Archbishop urges vestry motion on minimum wage increase

Dear Colleagues,

While we await the coming of Christ and anticipating the celebration of Christmas, many of you are also getting ready for the parish vestry early in the New Year.  As in past years, I encourage you to present a motion on a key social justice issue at your vestry.  The motion requests the Government of Ontario to raise the provincial minimum wage from $10.25 per hour to $11.50 immediately, with a further increase to $14.50 per hour by 2015.

This is a key factor in addressing poverty reduction, particularly among the working poor.  Most of this income will be immediately spent within the local economy, so it will have a direct ripple effect.  I have had several meetings with provincial cabinet ministers who indicate their support of this but they note it is not high on the agenda of voters they talk to.  As we heard at Synod, it is amazing what a number of emails and letters from concerned constituents can do to influence that!

The motion is printed below, and its preamble outlines why this measure is needed to provide dignity for the low-paid workers in our midst, and their families. I also encourage you to watch our five-minute video, “Out Of Poverty.” It clearly outlines the issues in a compellingly simple and accessible way.  We can do better as a society, strengthened by the Gospel’s call to justice. 

I ask you to include this motion and its preamble, printed below, in your parish vestry report and present it at your vestry.  The motion and related information also can be found at

Blessings for this season of Advent,

The Most Rev’d Colin R. Johnson
Archbishop of Toronto and
Metropolitan of Ontario

The minimum wage is an integral element of Ontario’s Poverty Reduction Strategy. As such, it should be set at a level that makes it a true pathway out of poverty. This is a basic matter of justice, reflecting the abundant life that God wants for all of us (Deut. 24:14). Yet because Ontario’s minimum wage has not been raised since 2010, the 534,000 Ontario workers receiving the minimum wage actually live below the poverty line, resulting in hardship for themselves and their families.
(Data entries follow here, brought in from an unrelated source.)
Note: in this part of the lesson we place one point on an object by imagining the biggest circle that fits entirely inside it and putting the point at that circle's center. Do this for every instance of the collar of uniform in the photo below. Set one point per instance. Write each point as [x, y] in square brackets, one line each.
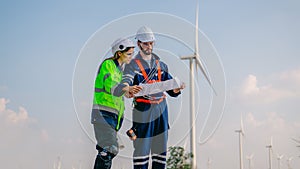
[154, 57]
[117, 64]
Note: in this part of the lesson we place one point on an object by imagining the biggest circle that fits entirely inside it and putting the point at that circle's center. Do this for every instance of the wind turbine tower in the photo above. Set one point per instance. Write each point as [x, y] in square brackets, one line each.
[195, 57]
[270, 153]
[241, 134]
[250, 160]
[208, 163]
[279, 157]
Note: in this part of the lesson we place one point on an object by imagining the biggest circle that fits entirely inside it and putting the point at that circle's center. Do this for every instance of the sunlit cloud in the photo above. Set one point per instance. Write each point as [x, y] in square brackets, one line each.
[14, 118]
[271, 88]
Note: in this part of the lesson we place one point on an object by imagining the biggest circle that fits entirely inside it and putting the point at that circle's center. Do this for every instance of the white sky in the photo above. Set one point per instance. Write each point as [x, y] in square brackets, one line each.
[257, 43]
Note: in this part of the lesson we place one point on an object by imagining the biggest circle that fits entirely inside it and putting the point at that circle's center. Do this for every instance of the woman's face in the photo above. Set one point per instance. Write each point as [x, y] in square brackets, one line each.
[127, 56]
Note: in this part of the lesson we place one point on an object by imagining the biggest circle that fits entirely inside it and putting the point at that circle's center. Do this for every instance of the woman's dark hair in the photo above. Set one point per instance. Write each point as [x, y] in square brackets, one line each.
[116, 56]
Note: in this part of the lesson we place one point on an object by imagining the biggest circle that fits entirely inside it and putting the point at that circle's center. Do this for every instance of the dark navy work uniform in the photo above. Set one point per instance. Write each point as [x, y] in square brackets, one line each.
[150, 113]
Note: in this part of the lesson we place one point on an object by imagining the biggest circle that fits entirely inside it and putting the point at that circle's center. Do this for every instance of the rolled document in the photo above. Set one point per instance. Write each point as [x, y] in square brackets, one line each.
[158, 87]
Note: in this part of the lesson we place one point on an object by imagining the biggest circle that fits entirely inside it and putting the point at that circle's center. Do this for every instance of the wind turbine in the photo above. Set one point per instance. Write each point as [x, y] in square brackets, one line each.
[241, 134]
[58, 164]
[195, 57]
[297, 142]
[270, 152]
[289, 162]
[250, 160]
[208, 163]
[279, 157]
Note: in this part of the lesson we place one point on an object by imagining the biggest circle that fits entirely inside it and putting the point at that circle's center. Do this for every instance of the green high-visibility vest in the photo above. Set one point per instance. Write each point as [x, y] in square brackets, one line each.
[109, 76]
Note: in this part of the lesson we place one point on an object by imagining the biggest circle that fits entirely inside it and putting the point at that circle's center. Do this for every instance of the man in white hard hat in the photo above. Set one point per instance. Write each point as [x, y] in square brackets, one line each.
[149, 131]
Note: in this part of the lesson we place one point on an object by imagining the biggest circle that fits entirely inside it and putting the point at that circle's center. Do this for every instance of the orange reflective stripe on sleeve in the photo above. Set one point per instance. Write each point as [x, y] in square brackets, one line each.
[158, 71]
[138, 62]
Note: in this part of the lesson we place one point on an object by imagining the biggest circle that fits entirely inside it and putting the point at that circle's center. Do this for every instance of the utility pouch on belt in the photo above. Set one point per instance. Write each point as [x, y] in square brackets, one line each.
[130, 133]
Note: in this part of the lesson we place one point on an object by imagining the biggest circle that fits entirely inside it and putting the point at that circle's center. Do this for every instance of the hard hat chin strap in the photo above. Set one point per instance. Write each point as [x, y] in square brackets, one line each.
[144, 51]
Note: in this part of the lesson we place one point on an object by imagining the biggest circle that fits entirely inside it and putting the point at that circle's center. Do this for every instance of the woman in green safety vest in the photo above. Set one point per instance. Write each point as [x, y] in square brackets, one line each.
[108, 103]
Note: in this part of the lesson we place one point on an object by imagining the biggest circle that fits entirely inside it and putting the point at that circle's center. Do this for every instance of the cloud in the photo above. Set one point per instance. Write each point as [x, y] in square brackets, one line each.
[11, 117]
[270, 89]
[271, 120]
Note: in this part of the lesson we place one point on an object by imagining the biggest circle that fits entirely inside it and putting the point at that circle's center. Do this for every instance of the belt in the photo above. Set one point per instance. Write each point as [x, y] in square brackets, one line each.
[155, 101]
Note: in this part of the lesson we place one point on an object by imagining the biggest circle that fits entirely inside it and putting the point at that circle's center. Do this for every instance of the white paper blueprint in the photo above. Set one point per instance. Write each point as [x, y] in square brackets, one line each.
[158, 87]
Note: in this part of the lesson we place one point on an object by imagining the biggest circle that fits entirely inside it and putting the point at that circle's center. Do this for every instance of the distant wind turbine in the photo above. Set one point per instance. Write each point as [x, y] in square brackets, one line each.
[208, 163]
[289, 162]
[270, 152]
[250, 157]
[241, 134]
[195, 57]
[58, 164]
[279, 157]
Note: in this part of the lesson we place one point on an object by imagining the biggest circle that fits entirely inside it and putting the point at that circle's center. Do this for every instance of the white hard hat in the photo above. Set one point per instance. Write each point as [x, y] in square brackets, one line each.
[121, 44]
[145, 34]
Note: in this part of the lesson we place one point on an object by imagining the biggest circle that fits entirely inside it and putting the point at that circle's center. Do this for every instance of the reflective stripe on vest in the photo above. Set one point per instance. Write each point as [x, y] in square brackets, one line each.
[153, 100]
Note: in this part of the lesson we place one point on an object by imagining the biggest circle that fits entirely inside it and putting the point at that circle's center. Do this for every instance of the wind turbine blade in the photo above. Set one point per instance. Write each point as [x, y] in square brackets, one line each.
[196, 32]
[196, 52]
[298, 141]
[185, 144]
[271, 144]
[199, 63]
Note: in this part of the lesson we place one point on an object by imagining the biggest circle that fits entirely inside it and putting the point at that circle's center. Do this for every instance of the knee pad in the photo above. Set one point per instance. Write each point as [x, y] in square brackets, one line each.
[110, 151]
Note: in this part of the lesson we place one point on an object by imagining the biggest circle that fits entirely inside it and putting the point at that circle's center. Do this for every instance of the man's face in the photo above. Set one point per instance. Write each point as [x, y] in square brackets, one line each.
[146, 47]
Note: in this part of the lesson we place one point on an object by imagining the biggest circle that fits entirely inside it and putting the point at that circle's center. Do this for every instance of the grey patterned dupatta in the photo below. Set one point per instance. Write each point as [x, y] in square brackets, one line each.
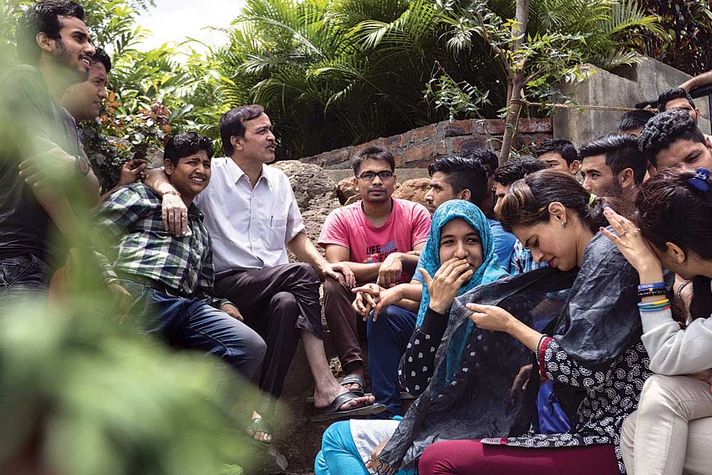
[597, 322]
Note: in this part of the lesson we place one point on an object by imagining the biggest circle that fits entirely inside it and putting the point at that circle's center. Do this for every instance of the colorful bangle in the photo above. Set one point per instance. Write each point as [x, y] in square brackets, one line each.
[652, 285]
[643, 310]
[658, 305]
[651, 292]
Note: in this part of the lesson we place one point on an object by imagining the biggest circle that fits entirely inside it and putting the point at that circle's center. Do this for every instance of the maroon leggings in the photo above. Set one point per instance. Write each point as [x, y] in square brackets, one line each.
[471, 457]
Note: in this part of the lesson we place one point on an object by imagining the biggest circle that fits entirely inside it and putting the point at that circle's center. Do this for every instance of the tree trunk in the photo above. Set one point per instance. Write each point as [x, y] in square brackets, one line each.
[514, 107]
[516, 81]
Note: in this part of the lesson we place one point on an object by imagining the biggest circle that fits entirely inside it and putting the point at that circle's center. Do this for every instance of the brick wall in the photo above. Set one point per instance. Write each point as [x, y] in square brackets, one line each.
[418, 147]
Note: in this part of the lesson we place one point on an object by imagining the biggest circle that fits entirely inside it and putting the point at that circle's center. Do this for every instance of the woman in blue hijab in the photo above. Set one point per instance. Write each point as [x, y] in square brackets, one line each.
[458, 257]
Everyone in society pays the cost of low wages. Low-income families are at greater risk of health problems, which drives up health-care costs. Community organizations experience increased caseloads, requiring additional public funding. Our parish food bank and meal programs struggle to keep up with increased needs, including those of a growing number of people who work but do not make enough money to buy the food they need, or to find secure and affordable housing.  Recent studies show that about 11% of food bank users in Ontario are employed, but cannot meet their basic needs from their earnings.
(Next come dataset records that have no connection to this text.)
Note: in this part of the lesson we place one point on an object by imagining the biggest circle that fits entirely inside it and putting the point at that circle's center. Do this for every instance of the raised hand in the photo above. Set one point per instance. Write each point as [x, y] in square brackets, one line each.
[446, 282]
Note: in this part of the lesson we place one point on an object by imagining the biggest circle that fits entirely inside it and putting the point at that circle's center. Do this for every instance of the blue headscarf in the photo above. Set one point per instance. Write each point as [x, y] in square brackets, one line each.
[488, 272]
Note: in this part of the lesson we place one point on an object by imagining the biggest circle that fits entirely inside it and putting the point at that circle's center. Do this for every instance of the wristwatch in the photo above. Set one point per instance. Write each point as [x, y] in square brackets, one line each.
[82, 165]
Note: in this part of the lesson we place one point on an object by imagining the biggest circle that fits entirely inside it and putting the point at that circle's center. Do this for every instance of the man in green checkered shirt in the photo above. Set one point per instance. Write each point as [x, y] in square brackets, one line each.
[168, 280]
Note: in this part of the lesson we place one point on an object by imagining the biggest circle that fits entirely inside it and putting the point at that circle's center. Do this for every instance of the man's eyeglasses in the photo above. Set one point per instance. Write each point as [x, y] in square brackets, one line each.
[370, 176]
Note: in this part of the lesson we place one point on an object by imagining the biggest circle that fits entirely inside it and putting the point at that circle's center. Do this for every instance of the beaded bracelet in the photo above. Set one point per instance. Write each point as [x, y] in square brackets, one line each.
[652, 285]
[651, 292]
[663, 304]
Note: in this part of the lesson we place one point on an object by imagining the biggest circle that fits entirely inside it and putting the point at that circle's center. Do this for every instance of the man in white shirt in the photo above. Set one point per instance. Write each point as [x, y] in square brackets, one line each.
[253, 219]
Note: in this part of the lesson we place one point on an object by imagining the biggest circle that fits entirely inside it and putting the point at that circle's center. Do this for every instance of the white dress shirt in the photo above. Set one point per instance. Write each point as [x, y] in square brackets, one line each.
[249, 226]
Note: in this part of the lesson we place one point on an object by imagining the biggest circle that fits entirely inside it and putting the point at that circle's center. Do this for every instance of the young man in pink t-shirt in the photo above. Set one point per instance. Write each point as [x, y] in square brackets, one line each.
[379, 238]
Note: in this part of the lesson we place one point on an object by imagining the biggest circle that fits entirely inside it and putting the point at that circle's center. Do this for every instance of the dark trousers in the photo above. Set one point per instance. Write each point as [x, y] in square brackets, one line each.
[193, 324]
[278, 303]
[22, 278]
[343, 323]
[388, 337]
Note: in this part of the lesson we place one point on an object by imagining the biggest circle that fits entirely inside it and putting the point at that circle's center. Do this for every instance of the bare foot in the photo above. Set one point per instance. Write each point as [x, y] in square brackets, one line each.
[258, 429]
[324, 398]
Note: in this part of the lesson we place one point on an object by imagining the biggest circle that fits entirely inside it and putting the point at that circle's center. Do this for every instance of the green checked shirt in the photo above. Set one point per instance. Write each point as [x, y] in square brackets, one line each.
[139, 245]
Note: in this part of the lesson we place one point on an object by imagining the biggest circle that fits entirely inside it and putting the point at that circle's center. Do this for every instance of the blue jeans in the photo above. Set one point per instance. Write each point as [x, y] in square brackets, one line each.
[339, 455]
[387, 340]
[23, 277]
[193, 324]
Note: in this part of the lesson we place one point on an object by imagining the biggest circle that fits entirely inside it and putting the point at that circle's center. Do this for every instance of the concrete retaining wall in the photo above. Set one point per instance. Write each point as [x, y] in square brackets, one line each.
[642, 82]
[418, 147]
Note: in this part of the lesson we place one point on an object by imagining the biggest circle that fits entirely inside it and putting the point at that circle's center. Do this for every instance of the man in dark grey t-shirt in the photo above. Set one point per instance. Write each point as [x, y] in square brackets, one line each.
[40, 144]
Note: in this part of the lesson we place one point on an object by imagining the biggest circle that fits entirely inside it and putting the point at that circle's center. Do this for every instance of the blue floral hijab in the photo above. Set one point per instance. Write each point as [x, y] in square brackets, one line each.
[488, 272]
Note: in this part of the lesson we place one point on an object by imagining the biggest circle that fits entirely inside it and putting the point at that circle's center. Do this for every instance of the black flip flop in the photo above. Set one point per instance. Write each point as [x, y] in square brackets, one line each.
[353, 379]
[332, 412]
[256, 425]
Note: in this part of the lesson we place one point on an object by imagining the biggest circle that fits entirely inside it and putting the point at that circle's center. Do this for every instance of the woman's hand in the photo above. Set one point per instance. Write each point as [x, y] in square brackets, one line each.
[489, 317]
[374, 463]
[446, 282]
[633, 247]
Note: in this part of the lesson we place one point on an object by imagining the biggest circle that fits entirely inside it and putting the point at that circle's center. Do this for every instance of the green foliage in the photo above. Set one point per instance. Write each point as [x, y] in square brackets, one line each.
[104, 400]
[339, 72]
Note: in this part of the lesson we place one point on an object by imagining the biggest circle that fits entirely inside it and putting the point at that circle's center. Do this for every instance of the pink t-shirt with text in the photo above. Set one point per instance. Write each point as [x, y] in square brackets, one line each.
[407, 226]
We are aware that concerns have been expressed about the impact of a higher minimum wage on small businesses, but nearly half of Ontario’s minimum-wage employees work for large employers (500 or more), not small businesses. These employees are in effect subsidizing these large corporations. Moreover, extra earnings from a higher minimum wage would be spent at local food and clothing stores, and other local businesses, thus boosting local economies, generating tax revenue, and helping to offset the impacts of the increase. Recent research challenges the assumption that minimum wage increases lead to job losses. Between 2006 and 2012, Ontario raised its minimum wage from $7.75 to $10.25 and added almost 150,000 jobs to the sales and service sector, where minimum wages dominate.
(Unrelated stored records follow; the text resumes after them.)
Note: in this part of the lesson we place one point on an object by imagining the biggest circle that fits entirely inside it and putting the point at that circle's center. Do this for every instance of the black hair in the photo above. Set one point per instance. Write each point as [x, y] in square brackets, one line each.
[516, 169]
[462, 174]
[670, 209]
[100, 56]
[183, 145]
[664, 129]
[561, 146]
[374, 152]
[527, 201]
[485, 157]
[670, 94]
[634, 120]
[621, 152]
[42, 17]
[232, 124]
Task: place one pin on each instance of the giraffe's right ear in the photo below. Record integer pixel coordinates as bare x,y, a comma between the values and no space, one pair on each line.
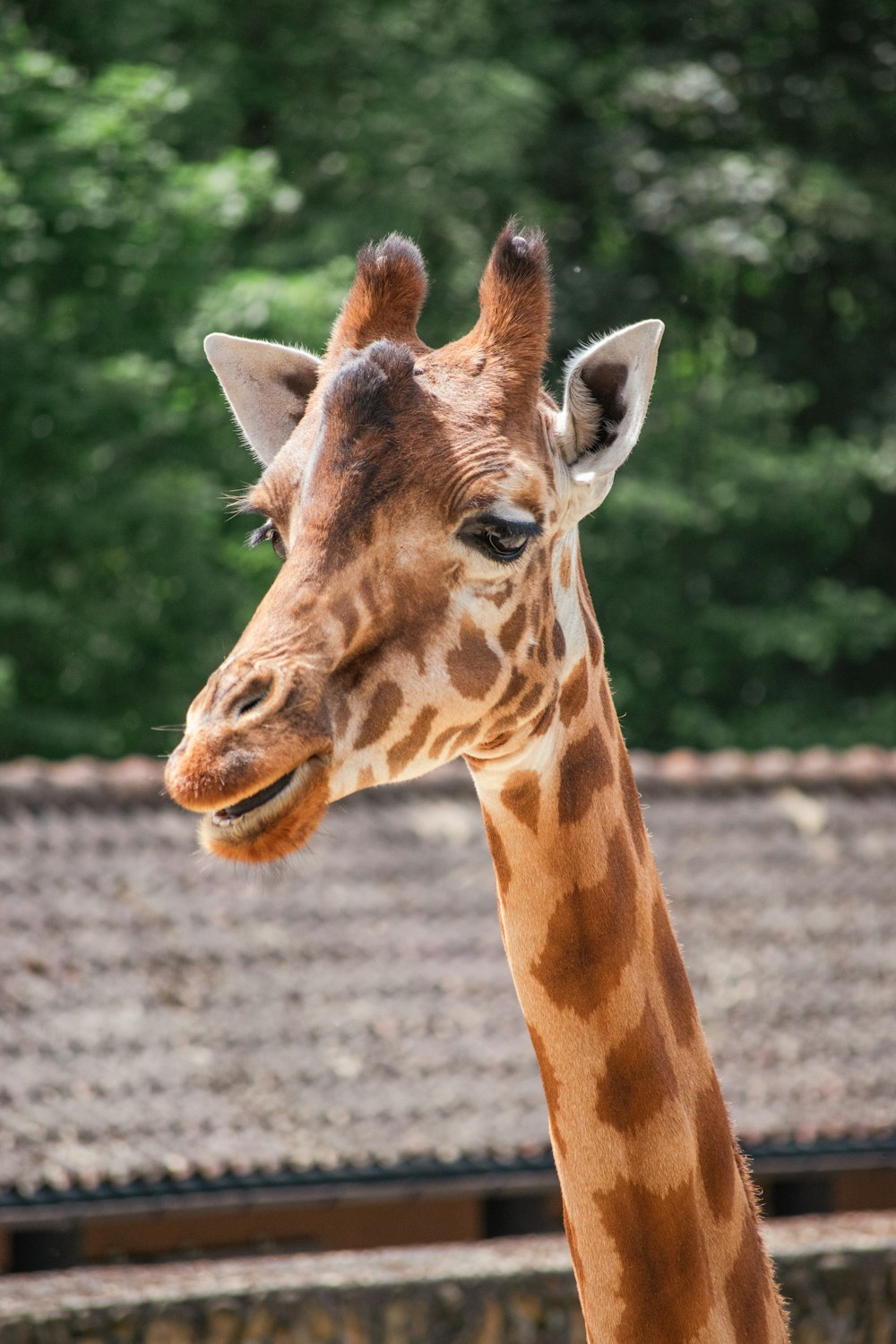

God calls on us to care for the poor (Proverbs 29:7).  Increasing the minimum wage in Ontario is one practical way to do that.

Motion for 2014 vestry meetings
Moved that the vestry of ___________ (name of your parish) urge the government of Ontario to raise the provincial minimum wage from $10.25 per hour to $11.50 per hour immediately, with a further increase to $14.50 per hour* by 2015, and thereafter to keep the minimum wage indexed to the rate of inflation.

*The $14.50 wage would lift a person working 35 hours per week 10 percent above the poverty line (Low Income Measure).